The question arrives pre-broken. "Should we fine-tune or use RAG?" is asked the way you'd ask whether to take the highway or the side roads — as if the two were rival paths to the same place. They aren't. They solve different failures, and the reason teams burn quarters on the wrong one is that the question hides that fact inside a fake either/or.

Here is the distinction that the framing erases. Retrieval-augmented generation — the technique Patrick Lewis and colleagues named in 2020 — gives a model access to a non-parametric store of facts at inference time: documents, a knowledge base, a vector index it consults before answering. It changes what the model can see. Fine-tuning changes the weights. It changes what the model does — its format, its tone, its tool-call syntax, the reasoning pattern it falls into when it sees a certain kind of input. One is about knowledge. The other is about behavior. They are not substitutes any more than a library is a substitute for a personality.

The decision rule is the failure mode

Stop asking which is better and ask what's actually going wrong.

This is not a contrarian read; it is the one the model providers themselves publish, once you get past the marketing. OpenAI's own accuracy guidance frames RAG as the move for introducing new knowledge and fine-tuning as the move for changing structure, tone, or behavior — and is explicit that the two are not mutually exclusive. Anthropic's prompt-engineering docs push even harder in one direction: try prompting first, because most of what people reach for fine-tuning to fix is reachable with examples, structure, and a better system prompt. The uncomfortable trade-secret of practitioners is that a large fraction of "we need to fine-tune" requests are knowledge problems wearing a behavior costume, or behavior problems that three good few-shot examples would have closed.

RAG is what the model can see. Fine-tuning is what the model does. A library is not a substitute for a personality.

The old objection is dead, and that's a trap

For years the tiebreaker was money. Fine-tuning meant full fine-tuning — retraining every weight, renting a cluster, owning the cost of a model you'd have to retrain again next quarter. So teams defaulted to RAG even for behavior problems, because RAG was cheap and fine-tuning was a capital expense.
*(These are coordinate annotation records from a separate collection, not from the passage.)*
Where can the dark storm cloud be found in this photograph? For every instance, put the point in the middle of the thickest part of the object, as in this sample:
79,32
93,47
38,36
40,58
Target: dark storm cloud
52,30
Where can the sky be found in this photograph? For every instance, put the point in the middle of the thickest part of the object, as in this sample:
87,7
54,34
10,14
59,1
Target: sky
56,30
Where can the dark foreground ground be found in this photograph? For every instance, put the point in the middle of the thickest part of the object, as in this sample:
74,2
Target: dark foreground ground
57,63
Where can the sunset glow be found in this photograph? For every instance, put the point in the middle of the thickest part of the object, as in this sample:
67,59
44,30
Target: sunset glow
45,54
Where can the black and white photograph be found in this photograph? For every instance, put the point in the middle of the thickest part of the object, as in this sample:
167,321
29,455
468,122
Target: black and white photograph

That objection is gone. LoRA froze the base weights and trained small rank-decomposition matrices instead, reporting a 10,000x reduction in trainable parameters and a 3x cut in GPU memory versus full fine-tuning of GPT-3 175B. Then QLoRA quantized the frozen base to 4-bit and fine-tuned a 65-billion-parameter model on a single 48GB GPU while preserving full 16-bit task performance. Parameter-efficient fine-tuning turned a cluster job into something that fits on one card overnight.

The trap is treating "cheap" as "indicated." Cost falling does not convert a knowledge problem into a behavior problem. If your model is hallucinating last quarter's numbers, a QLoRA run will faithfully teach it to hallucinate them in your house style. Cheap fine-tuning just means you can now make the wrong choice faster and at lower cost — which, historically, is exactly what people do with anything that gets cheap.

What changed underneath the question

Two shifts have quietly moved the borders. Long-context windows and prompt caching have eaten part of RAG's old territory: when you can fit the whole manual in the prompt and cache it, the retrieval-and-chunking machinery — vector databases, embedding pipelines, the dark art of chunk boundaries — starts to look like overhead for corpora that used to demand it. RAG didn't die; its floor rose. You now reach for it when the knowledge is too large, too fresh, or too access-controlled to sit in context, not reflexively for every document.

And note one structural fact the vendor docs bury: OpenAI is winding down its hosted fine-tuning platform for new users even as the open-weight world makes LoRA trivial. The center of gravity for behavior-shaping is drifting toward models you can hold the weights of. That's worth knowing before you architect around a managed fine-tune that may not be there in a year.


So the mature answer to "fine-tune or RAG" is usually both, eventually, for different reasons — RAG feeding the model facts it can't carry, a light fine-tune fixing the form those facts come out in. But the honest answer for most teams reading this is neither, yet. Write the evals. Exhaust the prompt. Most failures you'd pin on architecture are failures of specification, and the cheapest fix is still the one that doesn't touch the weights or the index at all.

Diagnose the failure first. The tooling has gotten cheap enough that the only expensive mistake left is reaching for the wrong one.